I was trying but Can't use " apply update from SDCard " but the "apply update from ADB " seems to be enable just didn't try cuz i don't have my laptop with me at the moment (till i get home) , check picture.

P.S. just to clear things up when i select "apply Update from SDCard" is when i get that message, so the ADB option is the only way for me to apply this and yes I'm in B20.

 

[jkuczera]

I was trying but Can't use " apply update from SDCard " but the "apply update from ADB " seems to be enable just didn't try cuz i don't have my laptop with me at the moment (till i get home) , check picture.

Did you have an update file in /sdcard/ ? Since this is the stock recovery, I'm quite certain it's looking for a physical microSD for this usage scenario.

 

[DrakenFX]

Did you have an update file in /sdcard/ ? Since this is the stock recovery, I'm quite certain it's looking for a physical microSD for this usage scenario.

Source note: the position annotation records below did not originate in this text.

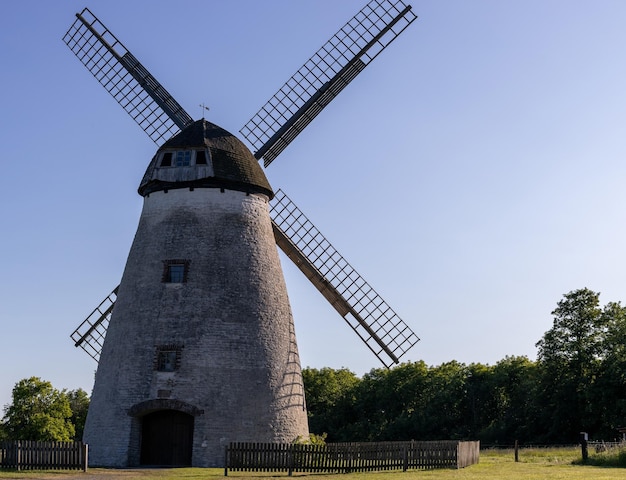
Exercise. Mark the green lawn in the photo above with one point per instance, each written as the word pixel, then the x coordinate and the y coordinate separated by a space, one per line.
pixel 534 464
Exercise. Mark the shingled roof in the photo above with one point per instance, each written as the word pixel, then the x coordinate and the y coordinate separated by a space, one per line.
pixel 229 163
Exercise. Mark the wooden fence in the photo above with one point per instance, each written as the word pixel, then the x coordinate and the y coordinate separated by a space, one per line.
pixel 29 455
pixel 350 457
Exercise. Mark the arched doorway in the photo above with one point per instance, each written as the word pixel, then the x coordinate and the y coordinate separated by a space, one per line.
pixel 166 438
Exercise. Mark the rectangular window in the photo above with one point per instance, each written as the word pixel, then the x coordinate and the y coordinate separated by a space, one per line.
pixel 167 357
pixel 167 159
pixel 200 157
pixel 176 274
pixel 166 361
pixel 175 271
pixel 183 159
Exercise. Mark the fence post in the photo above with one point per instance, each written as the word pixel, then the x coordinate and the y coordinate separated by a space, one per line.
pixel 405 467
pixel 85 459
pixel 18 454
pixel 226 460
pixel 583 446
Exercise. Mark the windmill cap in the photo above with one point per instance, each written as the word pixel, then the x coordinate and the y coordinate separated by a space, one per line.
pixel 204 155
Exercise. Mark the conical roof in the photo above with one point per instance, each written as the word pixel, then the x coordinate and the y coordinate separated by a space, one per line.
pixel 204 155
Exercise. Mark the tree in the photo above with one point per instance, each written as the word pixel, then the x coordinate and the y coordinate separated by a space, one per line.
pixel 38 412
pixel 329 399
pixel 79 403
pixel 570 355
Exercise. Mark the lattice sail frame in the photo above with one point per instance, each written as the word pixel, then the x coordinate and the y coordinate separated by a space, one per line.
pixel 373 320
pixel 127 80
pixel 160 116
pixel 324 75
pixel 90 334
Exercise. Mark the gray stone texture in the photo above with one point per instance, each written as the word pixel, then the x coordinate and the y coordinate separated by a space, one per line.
pixel 239 373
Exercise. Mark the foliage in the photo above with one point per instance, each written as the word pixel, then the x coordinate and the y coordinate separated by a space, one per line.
pixel 40 412
pixel 79 404
pixel 577 383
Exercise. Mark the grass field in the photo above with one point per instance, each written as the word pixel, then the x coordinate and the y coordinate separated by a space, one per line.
pixel 534 464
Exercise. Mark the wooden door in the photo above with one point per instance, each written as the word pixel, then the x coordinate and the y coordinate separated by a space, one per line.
pixel 166 438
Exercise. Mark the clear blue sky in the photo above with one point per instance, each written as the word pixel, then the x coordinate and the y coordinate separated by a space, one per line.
pixel 473 174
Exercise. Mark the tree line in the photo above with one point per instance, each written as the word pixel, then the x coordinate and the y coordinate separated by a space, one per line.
pixel 577 383
pixel 40 412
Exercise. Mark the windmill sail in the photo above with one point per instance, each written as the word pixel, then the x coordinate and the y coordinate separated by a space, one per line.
pixel 127 80
pixel 90 334
pixel 324 76
pixel 313 87
pixel 386 334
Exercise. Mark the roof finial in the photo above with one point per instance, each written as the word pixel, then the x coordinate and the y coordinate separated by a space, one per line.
pixel 204 107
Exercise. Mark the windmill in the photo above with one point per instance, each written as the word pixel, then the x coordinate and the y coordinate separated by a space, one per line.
pixel 196 347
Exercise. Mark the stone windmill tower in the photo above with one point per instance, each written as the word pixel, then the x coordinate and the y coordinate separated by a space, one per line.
pixel 196 346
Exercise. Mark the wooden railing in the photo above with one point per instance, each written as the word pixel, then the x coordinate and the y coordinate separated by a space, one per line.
pixel 350 457
pixel 29 455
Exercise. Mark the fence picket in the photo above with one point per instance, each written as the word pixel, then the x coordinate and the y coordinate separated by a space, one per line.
pixel 32 455
pixel 350 457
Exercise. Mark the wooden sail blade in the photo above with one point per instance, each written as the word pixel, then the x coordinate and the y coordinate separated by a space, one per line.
pixel 127 80
pixel 324 76
pixel 90 334
pixel 375 322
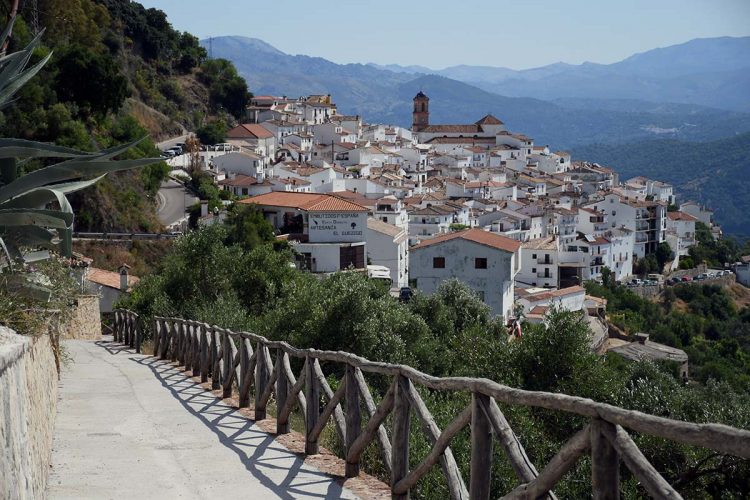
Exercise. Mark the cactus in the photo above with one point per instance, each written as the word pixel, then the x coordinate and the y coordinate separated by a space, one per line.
pixel 34 210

Yep, have the P996A01B20Fastboot_ssl.zip in actually both internal and SDCard root directory, looks like apply Update from SDCard is block But apply update from ADB isn't (side loading)

 

[xtermmin]

Yep, have the P996A01B20Fastboot_ssl.zip in actually both internal and SDCard root directory, looks like apply Update from SDCard is block But apply update from ADB isn't (side loading)

Try changing the filename to P996A01B20Fastboot_ssl.up. The direct-link from ZTE for the 20B update has that extension.

 

[jkuczera]

Yep, have the P996A01B20Fastboot_ssl.zip in actually both internal and SDCard root directory, looks like apply Update from SDCard is block But apply update from ADB isn't (side loading)

It's got to be another issue altogether because I can pull up the SD card menu even if I don't have files in there.

 

[DrakenFX]

It's got to be another issue altogether because I can pull up the SD card menu even if I don't have files in there.

I got this from the recovery log from the Recovery menu.

sd_upgrade_disable = 1

Check image

 

[djona12]

I got this from the recovery log from the Recovery menu.

sd_upgrade_disable = 1

Check image

You're also getting a

 get_oem_unlock_statut oem_unlock_enabled=0

that isn't looking good .

See, it's bull**** like this that prevents OEMs from wanting to support third party development in the first place with things like bootloader unlocks. In the ZTE forums aren't you arguing that it's fair to not cover software related problems after unlocking, but here you are wanting them to cover that as well. B&H just charges the defective unit back to ZTE in the end.

It's all the same to ZTE in this instance because they will reflash their stock software upon return of the phone since it's not for a warranty repair.

 

[DrakenFX]

You're also getting a

 get_oem_unlock_statut oem_unlock_enabled=0

that isn't looking good .


It's all the same to ZTE in this instance because they will reflash their stock software upon return of the phone since it's not for a warranty repair.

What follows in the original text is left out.